Below is the previous text for this story:

After several calls were made to a Laredo council member on K-9 deaths, the matter was addressed on Monday evening at city council.

The item was placed by District 5 council member Ruben Gutierrez to discuss K-9 deaths within the last two years.

Laredo Police Chief, Claudio Trevino, showed council the incident reports.

The first case presented was of October 6th, 2020, of K9 Turbo, a Dutch Shepherd.

According to the incident report, K9 Turbo was found deceased inside a police patrol unit.

Its K9 handler inadvertently left him inside unit when he went off duty.

Turbo’s cause of death was found to be heatstroke/ heat exhaustion.

The report states that the handler received disciplinary action and paid restitution.

The case was investigated thoroughly by the Office of Professional Standards and presented to the Webb County District Attorney’s Office.

“All the matters were handled internally,” Trevino said.

The handler had to pay a fine of over $12,000.

The second case presented was of July 18, 2021, of K9 Otto- Belgian Malanois/ Shepherd Mix.

According to the incident report, K9 Otto was found deceased in his kennel.

Otto’s cause of death was found to be heatstroke/ heat exhaustion.

Otto was known to spin in his kennel and according to the report this behavior may have also contributed to Otto becoming overheated.

The officer is pending disciplinary review.

Trevino states the case was investigated thoroughly by the Office of Professional Standards and presented to the Webb County District Attorney’s Office.

“The dog was placed in the kennel for a period of upwards of five hours in the afternoon of July 18th, when the handler returned home, he found it deceased in the kennel,” Trevino said.

The case will be handled in the next few days.

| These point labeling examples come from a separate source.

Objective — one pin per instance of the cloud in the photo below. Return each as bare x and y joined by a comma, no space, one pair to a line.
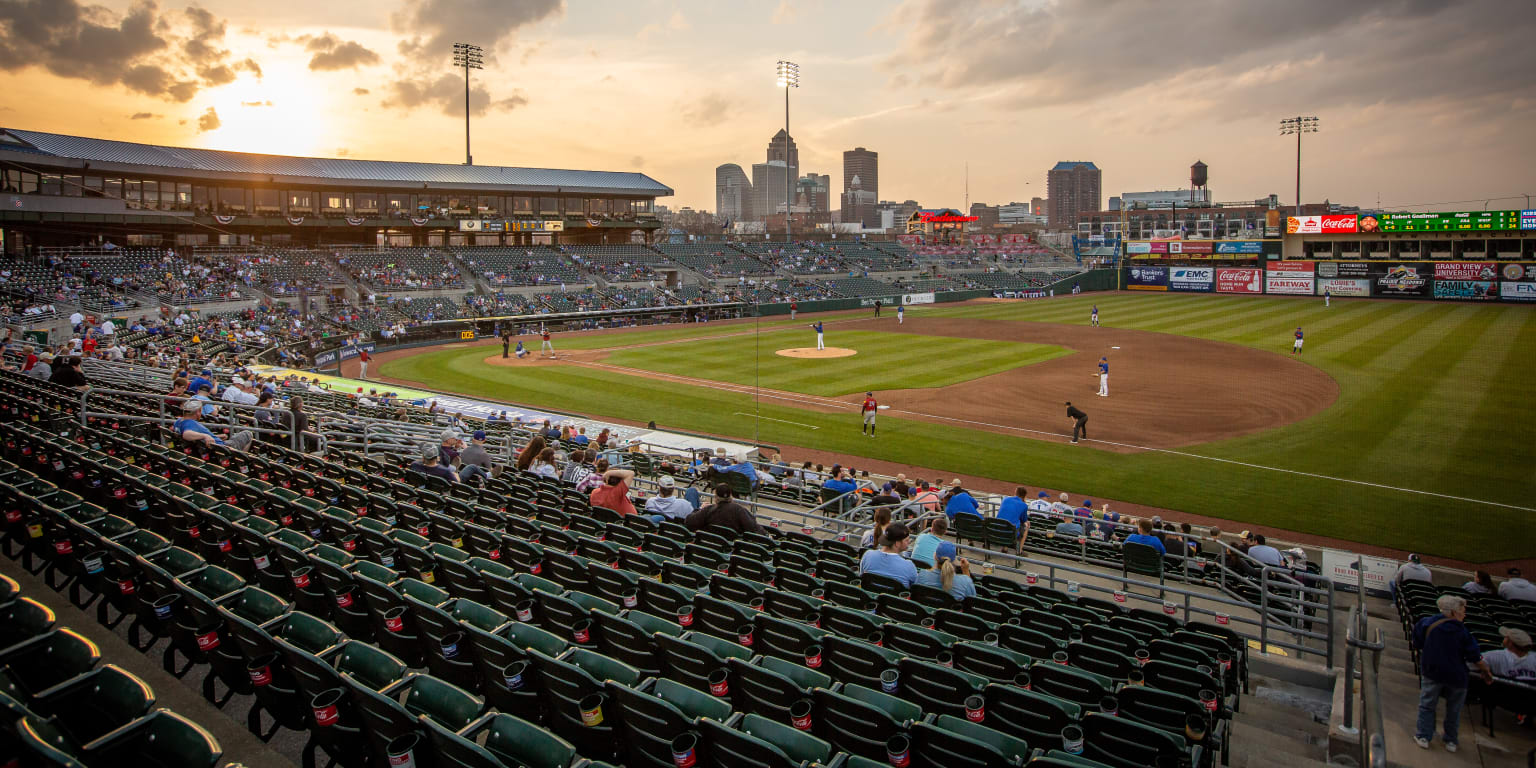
435,26
1310,52
208,120
446,92
165,56
707,111
332,52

Councilmember Gutierrez asked Chief Trevino about the manufacturer of the kennel and how it was set up.

“I’ve heard that certain times of the day the dog was not protected by the elements, the heat,” Gutierrez said.

“That’s part of the investigation. It revealed that when the kennel was set up, it had shade from only the wall, the side. But during this month, months later, it was set up in April. So, by July, the position of the sun shifted. The handler was not aware that at a certain time, there was no shelter from the sun,” Chief Trevino said.

Pending the investigation from the board, Chief Trevino said he will be reviewing the next steps to take.

District 3 councilmember Mercurio Martinez III, addressed some concerns regarding the cases.

“I have dogs too and I think I’m responsible for these dogs. They become part of the family. When it’s going to be 100 degrees, I make sure that they are comfortable. They are inside the house, air-conditioned, I don’t let them out there when it’s very, very hot. If you got a K-9 handler out there and their partner is dying because of heat exhaustion there’s a part of negligence on that handler,” Martinez said.

Martinez proposed to make a motion that if a K-9 handler loses a partner, that they are not allowed to get another K-9.

District 4, Albert Torres, said this could create an issue regarding bargaining violations.

District 7, Vanessa Perez, addressed the current ordinance regarding the shelter of animals according to extreme weather conditions.

“I’ll consult with legal and management, as far as policies we have in place, to make it more mandatory to make the dogs come inside the residence. We can handle it within policies, I’ll certainly look at that to do that for cold and for heat,” Trevino said.

Torres proposed to establish an ordinance that would require any animal that is the property of the city of Laredo, that if the animal passes away, to have the following: autopsy ordered, and case forwarded to all law enforcement agencies for possible prosecution.

District 6 council member Dr. Marte Martinez asked if they could rectify the amendment in which K-9 officers are shielded.

Another item proposed was to have a ceremony to mourn the death of K-9 officers.

Jeffery Miller, Laredo International Airport director, addressed council and said they are required to have an animal relief area.

District 2 Vidal Rodriguez asked why a policy was not in place for the K-9 officer to be inside the handlers.

Assistant city manager, Kristina Hale, said this was discouraged because it would promote the K-9 was not working outside.